Même passion, mais différents styles. Lewis Dick, 66 ans, est un sculpteur connu à Maurice et dans plusieurs pays. Son fils, Jacques-Henri lui a emboîté le pas, mais fait les choses différemment.

« Jacques-Henri est né et a grandi avec ma passion pour la sculpture. Il était moins attentif en classe de sculpture. Sans que je ne le sache, il m’observait et sculptait le bois. Il me disait toujours qu’il voulait être chanteur », relate Lewis Dick. Cet habitant de Bambous se souvient d’une conversation avec le musicien Percy Appadoo. Ce dernier lui a dit que son fils suivait des cours de technique vocale. « Mon épouse et moi n’étions pas au courant. Le jeune Jacques-Henri cotisait avec son argent de poche pour se payer les cours », ajoute-t-il. 

En 2000, il lance officiellement l’école de sculpture. Un sculpteur suisse entend parler de l’école à travers la presse. Il cherche à réunir les participants au symposium annuel et rencontre Lewis Dick. « Il est venu à Maurice et j’ai préparé le groupe de jeunes pour faire montre de leur talent. À 9 heures, ils ont commencé à sculpter. Jacques-Henri s’est également présenté avec son morceau de bois et m’a dit qu’il voulait essayer. Quelque temps après, le sculpteur suisse se met à chahuter “Ton fils, ton fils”. Il était fasciné par la sculpture de Jacques-Henri », raconte Lewis Dick. C’est ainsi que le jeune homme a participé à un symposium et a reçu le Prix du Public. Il avait 21 ans. « J’avais 47 ans quand j’ai reçu le Prix du Public. Je suis fier de lui », dit le père. 

« Sak zanfan tras so prop sime. Je lui ai toujours laissé le champ libre. À un moment donné, sa maman me disait de le canaliser. Mais, il a découvert sa voie seul. Mes deux filles sont infirmières et sont également passionnées par la sculpture. Elles sont femmes et ont une touche spéciale et un regard extraordinaire », dit-il. 
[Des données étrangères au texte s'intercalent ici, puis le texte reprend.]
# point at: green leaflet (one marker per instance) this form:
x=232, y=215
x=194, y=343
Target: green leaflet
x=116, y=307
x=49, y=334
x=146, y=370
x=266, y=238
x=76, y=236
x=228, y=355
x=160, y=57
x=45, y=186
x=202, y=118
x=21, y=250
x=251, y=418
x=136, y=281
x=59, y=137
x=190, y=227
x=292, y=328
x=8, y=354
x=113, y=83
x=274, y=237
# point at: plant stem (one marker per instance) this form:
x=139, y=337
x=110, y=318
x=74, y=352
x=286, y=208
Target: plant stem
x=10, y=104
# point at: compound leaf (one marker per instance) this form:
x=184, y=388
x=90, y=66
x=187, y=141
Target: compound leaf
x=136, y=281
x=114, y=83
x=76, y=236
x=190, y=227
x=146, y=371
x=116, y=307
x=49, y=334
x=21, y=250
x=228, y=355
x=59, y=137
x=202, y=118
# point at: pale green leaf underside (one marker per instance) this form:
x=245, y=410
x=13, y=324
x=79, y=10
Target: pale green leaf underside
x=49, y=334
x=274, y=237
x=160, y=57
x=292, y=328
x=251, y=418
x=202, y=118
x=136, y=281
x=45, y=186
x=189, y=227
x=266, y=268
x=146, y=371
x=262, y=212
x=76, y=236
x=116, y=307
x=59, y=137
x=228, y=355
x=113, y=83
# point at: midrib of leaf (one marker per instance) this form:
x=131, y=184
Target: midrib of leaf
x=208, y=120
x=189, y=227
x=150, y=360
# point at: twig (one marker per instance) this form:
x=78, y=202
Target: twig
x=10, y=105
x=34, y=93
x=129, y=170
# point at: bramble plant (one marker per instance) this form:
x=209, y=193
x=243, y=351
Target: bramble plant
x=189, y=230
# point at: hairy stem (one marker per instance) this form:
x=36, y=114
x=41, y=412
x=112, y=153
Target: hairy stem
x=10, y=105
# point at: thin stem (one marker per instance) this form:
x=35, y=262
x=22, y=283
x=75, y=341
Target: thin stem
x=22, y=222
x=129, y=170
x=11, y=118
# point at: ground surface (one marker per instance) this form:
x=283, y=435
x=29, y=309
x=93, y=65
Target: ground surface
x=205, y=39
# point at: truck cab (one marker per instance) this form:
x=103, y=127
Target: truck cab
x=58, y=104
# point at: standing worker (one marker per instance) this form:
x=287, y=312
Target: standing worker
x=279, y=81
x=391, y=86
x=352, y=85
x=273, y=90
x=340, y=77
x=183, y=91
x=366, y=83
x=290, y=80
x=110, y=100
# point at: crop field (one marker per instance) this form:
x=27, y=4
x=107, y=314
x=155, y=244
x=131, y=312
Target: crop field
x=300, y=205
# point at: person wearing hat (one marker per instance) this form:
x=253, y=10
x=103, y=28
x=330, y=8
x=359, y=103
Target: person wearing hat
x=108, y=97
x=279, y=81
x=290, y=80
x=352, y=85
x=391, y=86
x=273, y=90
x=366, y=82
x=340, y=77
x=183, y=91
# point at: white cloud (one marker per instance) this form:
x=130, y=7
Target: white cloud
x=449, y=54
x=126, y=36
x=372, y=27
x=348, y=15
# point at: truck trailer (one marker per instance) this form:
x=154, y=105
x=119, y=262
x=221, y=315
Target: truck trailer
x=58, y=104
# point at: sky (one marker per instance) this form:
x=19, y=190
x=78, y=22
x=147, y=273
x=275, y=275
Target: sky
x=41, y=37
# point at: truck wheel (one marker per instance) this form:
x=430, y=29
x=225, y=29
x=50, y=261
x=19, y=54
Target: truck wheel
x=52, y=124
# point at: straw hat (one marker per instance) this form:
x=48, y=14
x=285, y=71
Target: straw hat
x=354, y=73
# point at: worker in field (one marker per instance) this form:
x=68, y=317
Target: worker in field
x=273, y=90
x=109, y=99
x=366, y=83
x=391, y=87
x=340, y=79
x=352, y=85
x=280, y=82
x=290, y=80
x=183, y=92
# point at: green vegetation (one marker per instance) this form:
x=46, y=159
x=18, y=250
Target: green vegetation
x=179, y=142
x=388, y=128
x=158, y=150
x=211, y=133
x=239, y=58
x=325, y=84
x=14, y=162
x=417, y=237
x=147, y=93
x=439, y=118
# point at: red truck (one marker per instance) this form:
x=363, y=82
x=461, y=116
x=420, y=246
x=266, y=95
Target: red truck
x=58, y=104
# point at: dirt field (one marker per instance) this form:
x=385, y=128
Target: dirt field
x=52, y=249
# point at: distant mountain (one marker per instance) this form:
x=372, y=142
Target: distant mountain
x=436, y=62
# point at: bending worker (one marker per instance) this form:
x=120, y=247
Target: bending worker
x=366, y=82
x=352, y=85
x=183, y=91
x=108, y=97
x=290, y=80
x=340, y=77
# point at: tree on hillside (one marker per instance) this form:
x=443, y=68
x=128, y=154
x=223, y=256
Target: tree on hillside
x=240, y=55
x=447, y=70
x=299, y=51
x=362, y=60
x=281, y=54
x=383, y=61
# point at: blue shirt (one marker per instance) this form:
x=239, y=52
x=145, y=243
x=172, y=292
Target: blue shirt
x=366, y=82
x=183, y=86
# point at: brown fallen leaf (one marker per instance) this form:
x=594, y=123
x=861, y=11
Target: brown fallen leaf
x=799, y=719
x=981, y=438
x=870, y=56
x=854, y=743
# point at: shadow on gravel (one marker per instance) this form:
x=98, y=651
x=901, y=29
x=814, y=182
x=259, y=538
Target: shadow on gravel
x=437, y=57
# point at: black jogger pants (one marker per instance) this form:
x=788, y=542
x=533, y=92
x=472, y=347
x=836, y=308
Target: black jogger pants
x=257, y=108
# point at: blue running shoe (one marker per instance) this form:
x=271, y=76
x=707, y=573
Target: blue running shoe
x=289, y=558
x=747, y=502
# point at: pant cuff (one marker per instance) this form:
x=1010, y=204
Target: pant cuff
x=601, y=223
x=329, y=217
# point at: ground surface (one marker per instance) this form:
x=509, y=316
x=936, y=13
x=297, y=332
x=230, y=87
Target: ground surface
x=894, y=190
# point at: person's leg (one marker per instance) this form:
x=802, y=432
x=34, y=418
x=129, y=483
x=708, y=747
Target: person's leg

Pour Lewis, la relève est assurée. « Jacques-Henri m’a montré qu’une forme artistique peut être associée à d’autres formes et qu’on peut les partager. Désormais on ne présente pas que la sculpture lors des évènements internationaux », dit-il.

Jacques-Henri, 32 ans, concède qu’il était un élève difficile à l’école de sculpture. La sculpture lui permet d’insuffler une deuxième vie au bois. Il réalise son premier œuvre à l’âge de dix ans. « Les gens m’associaient à mon père et me disaient que je devais marcher dans ses pas. Je ne voulais pas qu’on me l’impose. Mais le talent et la passion étaient là. Je chantais dans le circuit hôtelier, avant de découvrir que j’aimais plus la sculpture. Elle est une thérapie et a des nombreux bienfaits pour les enfants. Le Prix du Public, en 2007, m’a fait comprendre que la sculpture est mon monde », dit-il. Il se spécialise dans le semi-abstrait. Son père, lui, accorde une attention particulière aux petits détails.